Mais devant la possibilité de devoir rester terrée chez moi pour éviter de répandre davantage ce virus, je préfère nettement la distanciation physique et le port du masque qui me permettent de sortir. Et comme son efficacité est surtout prouvée pour protéger les autres, je le vois comme un acte de bienveillance envers ceux que je rencontre. Et la bienveillance est un argument qui pèse lourd. Bien davantage que mon sourire masqué qui, en attendant la fin de la pandémie, pourra facilement être lu dans mes yeux, je l’espère. d^o^b

12 juin 2020

Des liens sociaux menacés par le confinement?

J’ai lu plusieurs articles sur les multiples problèmes que causera le confinement prolongé à l’intelligence menacée de nos enfants qui ne voient plus leurs amis, à nos relations sociales qui ne se cultivent plus au travail ou à notre communauté qui ne renforcera pas ses liens à travers les festivals estivaux par exemple. Comme je lis plusieurs journaux et que j’écoute souvent la radio, ces rapports dramatiques sur nos liens sociaux me dressent un bien sombre portrait de notre avenir humain.

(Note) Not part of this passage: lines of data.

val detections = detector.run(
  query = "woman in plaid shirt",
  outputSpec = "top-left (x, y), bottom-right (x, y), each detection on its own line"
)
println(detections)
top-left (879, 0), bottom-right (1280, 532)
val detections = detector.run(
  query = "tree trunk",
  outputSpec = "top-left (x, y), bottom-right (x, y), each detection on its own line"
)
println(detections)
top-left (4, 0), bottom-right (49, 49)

Pourtant, on gagnerait à faire un pas de côté pour regarder notre histoire. Les sociétés humaines n’ont pas grandi dans des paradis favorisant les communautés. Bien au contraire, il y a eu de nombreuses épreuves forçant toutes les populations du monde à bouleverser leurs routines quotidiennes pour survivre. Non seulement ce n’est pas la première pandémie à laquelle les sociétés font face, mais dans les menaces extrêmes qu’a subi l’humanité, on doit aussi compter les guerres (le 20e siècle n’en manque pas) ou les conditions climatiques désastreuses (éruptions volcaniques, tremblements de terre, feux de forêt, tempêtes de neige du siècle, etc.)

Les liens sociaux n’ont pas disparu pendant ces interruptions qui les ont menacées. Au contraire, la « génétique » même de nos sociétés s’est construite avec ces imprévus dramatiques. Nous sommes les descendants sociaux de cette histoire faite de hauts et de bas. Ces crises ne défont pas les sociétés, elles les forcent à se transformer en nous montrant le pire (CHSLD, mauvaise gestion du matériel médical) et le meilleur (solidarité, innovation, créativité).

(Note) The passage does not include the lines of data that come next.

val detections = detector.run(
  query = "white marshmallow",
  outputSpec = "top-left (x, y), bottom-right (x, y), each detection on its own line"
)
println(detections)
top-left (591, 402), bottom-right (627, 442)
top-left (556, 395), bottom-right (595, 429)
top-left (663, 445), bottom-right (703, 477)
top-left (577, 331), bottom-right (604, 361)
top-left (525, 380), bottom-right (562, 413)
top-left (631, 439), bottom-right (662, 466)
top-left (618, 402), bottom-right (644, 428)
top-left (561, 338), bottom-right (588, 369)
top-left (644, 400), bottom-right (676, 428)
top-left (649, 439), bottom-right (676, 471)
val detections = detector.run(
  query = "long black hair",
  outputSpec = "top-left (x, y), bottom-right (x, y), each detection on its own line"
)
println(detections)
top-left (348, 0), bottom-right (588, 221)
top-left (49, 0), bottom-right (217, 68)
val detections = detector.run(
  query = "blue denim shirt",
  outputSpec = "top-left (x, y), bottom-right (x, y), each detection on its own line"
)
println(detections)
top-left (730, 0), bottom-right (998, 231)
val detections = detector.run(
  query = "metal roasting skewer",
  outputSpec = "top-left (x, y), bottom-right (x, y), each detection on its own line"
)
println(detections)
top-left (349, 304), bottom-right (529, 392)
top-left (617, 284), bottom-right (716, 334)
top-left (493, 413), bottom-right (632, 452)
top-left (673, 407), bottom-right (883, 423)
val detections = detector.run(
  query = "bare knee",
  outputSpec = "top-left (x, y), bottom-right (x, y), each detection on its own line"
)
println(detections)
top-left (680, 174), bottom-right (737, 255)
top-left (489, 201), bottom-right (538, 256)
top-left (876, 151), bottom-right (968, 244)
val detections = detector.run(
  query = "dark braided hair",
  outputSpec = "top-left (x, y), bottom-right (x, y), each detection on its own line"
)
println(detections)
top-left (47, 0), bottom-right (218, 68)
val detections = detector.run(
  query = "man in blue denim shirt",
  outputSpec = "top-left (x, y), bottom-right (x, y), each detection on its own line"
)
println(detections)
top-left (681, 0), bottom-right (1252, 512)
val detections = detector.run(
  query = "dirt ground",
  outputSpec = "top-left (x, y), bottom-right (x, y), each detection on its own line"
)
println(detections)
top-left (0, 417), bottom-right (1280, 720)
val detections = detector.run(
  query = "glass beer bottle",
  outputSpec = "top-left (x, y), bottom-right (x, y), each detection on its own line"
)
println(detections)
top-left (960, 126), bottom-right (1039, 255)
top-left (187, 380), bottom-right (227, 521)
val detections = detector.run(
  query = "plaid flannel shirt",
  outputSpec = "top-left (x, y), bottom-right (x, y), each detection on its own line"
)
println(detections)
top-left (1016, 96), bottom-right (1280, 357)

Ça m’a rappelé une visite lors d’un cours en Islande. Le professeur avait amené toute la classe dans un musée en plein air, un peu comme le Village acadien au Nouveau-Brunswick. Là-bas, un guide nous avait fait visiter les maisons pour nous parler de l’ancien temps. Dans la maison longue où s’entassait les familles pendant le sombre hiver islandais, le guide n’avait pas caché que le confinement obligatoire de ce temps-là était très difficile: il faisait noir, il faisait froid et il y avait des tensions (parfois des abus). Mais il nous avait également expliqué que c’est à cette époque que les gens s’étaient mis à parler de leurs dieux, après le souper, en ajoutant des bouts pour pimenter les histoires, transmettant de générations en générations ce qui allait devenir les sagas qu’on admire encore aujourd’hui. Ces longs moments ensemble avait forgé cette société insulaire.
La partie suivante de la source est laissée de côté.